What is Compost Contamination?
How Does Compost Contamination Happen?
Compost contamination is when non-compostable items end up mixed with organics in a compost bin. These are things that don’t belong in compost because they don’t decompose entirely (or at all) during the compost manufacturing process. This trash gets mixed up with compost feedstocks and, if not removed, can end up in finished compost and added to soil.
There are a variety of reasons contamination can happen. Some non-compostables, such as produce stickers, can be easy for well-meaning consumers to miss. Products marketed as biodegradable (but not compostable!) can be mistakenly put into compost bins. Even some items such as tea bags that are presumed to be compostable can contain plastics! A lack of clear labeling or educational resources about composting can lead to non-compostables being placed in a compost bin.

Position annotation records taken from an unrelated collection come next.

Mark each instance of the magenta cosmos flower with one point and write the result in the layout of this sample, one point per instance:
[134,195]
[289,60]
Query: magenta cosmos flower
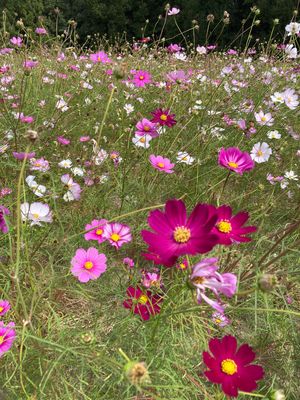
[117,234]
[229,228]
[235,160]
[142,303]
[7,337]
[100,57]
[95,230]
[4,307]
[230,367]
[3,226]
[162,164]
[88,265]
[175,235]
[163,117]
[146,127]
[141,78]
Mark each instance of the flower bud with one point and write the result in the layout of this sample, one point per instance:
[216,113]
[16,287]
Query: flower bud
[137,373]
[267,282]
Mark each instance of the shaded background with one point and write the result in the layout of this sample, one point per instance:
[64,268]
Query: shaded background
[112,17]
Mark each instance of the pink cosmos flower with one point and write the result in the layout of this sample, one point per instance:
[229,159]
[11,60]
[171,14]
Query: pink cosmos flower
[141,78]
[97,232]
[163,117]
[4,307]
[142,303]
[16,41]
[23,155]
[146,127]
[41,31]
[229,229]
[7,336]
[100,57]
[117,234]
[230,367]
[62,140]
[88,265]
[3,225]
[174,48]
[175,235]
[205,276]
[29,64]
[39,164]
[128,262]
[162,164]
[235,160]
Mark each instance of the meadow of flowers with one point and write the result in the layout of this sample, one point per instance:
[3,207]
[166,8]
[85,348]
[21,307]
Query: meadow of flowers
[149,219]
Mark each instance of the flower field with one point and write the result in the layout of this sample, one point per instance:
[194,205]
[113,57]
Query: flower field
[149,222]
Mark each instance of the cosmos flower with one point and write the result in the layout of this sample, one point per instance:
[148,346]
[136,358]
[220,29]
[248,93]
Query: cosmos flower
[142,303]
[117,234]
[88,264]
[264,119]
[142,141]
[205,276]
[3,226]
[185,158]
[261,152]
[146,127]
[235,160]
[36,213]
[231,367]
[95,230]
[100,57]
[41,31]
[174,234]
[4,307]
[162,164]
[141,78]
[7,336]
[163,117]
[228,228]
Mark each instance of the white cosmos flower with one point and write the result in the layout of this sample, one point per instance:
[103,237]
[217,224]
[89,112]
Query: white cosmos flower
[36,213]
[261,152]
[184,157]
[65,164]
[274,135]
[291,51]
[142,141]
[264,119]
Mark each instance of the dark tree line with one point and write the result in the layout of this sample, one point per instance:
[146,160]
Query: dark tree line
[112,17]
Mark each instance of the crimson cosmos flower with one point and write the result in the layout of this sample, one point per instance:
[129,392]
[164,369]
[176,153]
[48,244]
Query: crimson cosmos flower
[230,367]
[175,234]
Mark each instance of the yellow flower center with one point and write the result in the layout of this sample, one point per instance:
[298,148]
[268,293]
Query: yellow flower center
[198,280]
[115,237]
[88,265]
[224,226]
[233,164]
[143,299]
[182,234]
[228,366]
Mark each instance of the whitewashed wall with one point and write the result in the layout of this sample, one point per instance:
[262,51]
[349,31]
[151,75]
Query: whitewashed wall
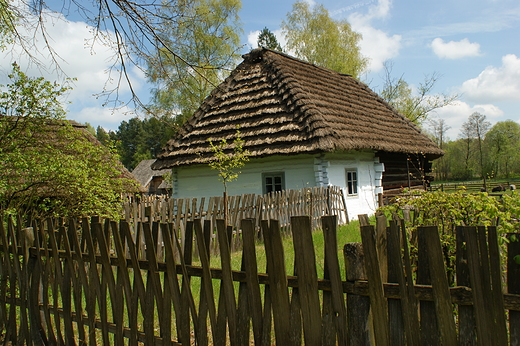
[201,181]
[300,171]
[369,174]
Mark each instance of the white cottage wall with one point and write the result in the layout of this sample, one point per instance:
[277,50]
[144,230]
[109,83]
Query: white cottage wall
[299,171]
[201,181]
[369,173]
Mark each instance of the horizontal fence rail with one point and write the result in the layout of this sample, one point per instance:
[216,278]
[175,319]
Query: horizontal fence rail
[91,281]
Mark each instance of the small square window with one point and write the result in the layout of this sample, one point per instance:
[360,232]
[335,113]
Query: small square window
[273,182]
[351,180]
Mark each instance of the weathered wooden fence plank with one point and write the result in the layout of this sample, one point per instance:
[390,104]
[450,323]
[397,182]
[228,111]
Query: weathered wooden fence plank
[277,281]
[467,326]
[513,284]
[429,330]
[440,287]
[497,295]
[358,306]
[251,269]
[227,279]
[332,272]
[479,289]
[307,278]
[395,306]
[378,303]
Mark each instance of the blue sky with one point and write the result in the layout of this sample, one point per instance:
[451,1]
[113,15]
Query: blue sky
[472,44]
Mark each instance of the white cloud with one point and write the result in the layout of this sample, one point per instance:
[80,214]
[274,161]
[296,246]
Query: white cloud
[495,83]
[108,118]
[458,112]
[78,57]
[375,44]
[310,2]
[455,49]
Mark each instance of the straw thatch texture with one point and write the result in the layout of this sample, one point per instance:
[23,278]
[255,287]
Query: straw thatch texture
[285,106]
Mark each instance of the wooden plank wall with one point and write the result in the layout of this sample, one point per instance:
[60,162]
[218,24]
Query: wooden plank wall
[89,282]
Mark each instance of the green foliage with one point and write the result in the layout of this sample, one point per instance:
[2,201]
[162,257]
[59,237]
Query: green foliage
[137,140]
[228,163]
[502,147]
[7,23]
[317,38]
[448,210]
[268,40]
[48,166]
[207,39]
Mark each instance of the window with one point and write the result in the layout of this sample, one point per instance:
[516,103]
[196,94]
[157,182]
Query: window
[273,182]
[351,176]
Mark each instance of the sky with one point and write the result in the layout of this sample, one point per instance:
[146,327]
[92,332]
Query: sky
[473,45]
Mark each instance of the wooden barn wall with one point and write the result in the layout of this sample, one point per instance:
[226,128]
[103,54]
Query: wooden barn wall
[402,170]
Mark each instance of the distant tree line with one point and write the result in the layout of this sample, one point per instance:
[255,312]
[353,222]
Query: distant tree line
[138,139]
[481,151]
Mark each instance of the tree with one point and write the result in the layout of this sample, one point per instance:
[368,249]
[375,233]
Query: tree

Potential contaminants range from non-compostable items such as plastics and glass, to chemicals such as pesticides and herbicides.
In each of these cases, the non-compostables will hitch a ride to the compost facility where it is difficult and time consuming to remove them.
“While any non-compostable item is undesirable in collected organics, the physical contaminants of most concern to composters are the Big Three: Plastics, glass and produce stickers.”
- Controlling Contamination In Collected Organics, Biocycle
When a hauler brings organic materials to a facility, composters will first conduct a visual inspection of the organic input. If contamination is found then the composter has a choice: either pick it out by hand before accepting the load, or reject the entire load and send it to landfill.
Next, the organic input is put through a screening process to remove additional contamination that the visual inspection may have missed. Any physical contaminants found will be removed and sent to landfill.
Oakhurst Community Garden Daniel Lobo, on Flickr
Why Does it Matter?
If all compost input is screened, then why is contamination a big deal? Because the efficiency of composting facilities plays a crucial role in developing the circular economy!
Physical contaminants that sneak past the screening process may inadvertently end up in finished compost ( Here’s those plastic produce stickers again!) Imagine purchasing a bag of compost and finding pieces of plastic mixed in. Not only would it look terrible, you couldn’t use it in your garden without first picking out all of the trash.
Ensuring no contamination allows composters to focus on making compost. Each extra step of removing contaminants and shipping them to landfill costs time and money.
Preventing Compost Contamination
Make sure that your compostable packaging is clearly labeled as compostable and don't forget to tell your customers about composting! This way customers will know how to dispose properly, and composters that accept compostable packaging can easily can identify it when inspecting the organic input they receive.
The journey of compostable packaging doesn't end once it's used by consumers. Making sure that used compostable packaging reaches composters and can be composted at their facility is vital for a truly circular economy, and for enriching our soil!
Consider taking part in a compostable packaging take-back program that ensures compostable materials are composted!
The Compost Stewardship Institute connects consumers, brands, and composters. Pre-verified and tested compostable packaging is collected, delivered, and processed, maximizing its positive impact on the environment. Collecting back used compostable packaging reduces waste, makes sure it doesn't end up in landfills, and transforms it into a valuable resource that gives back to the earth.
For composters, this means receiving a steady supply of contamination-free, verified compostable materials, which they can turn into high-quality compost.
When it becomes easier to collect uncontaminated organic input more compost will be produced and the positive impact on our environment will be far greater!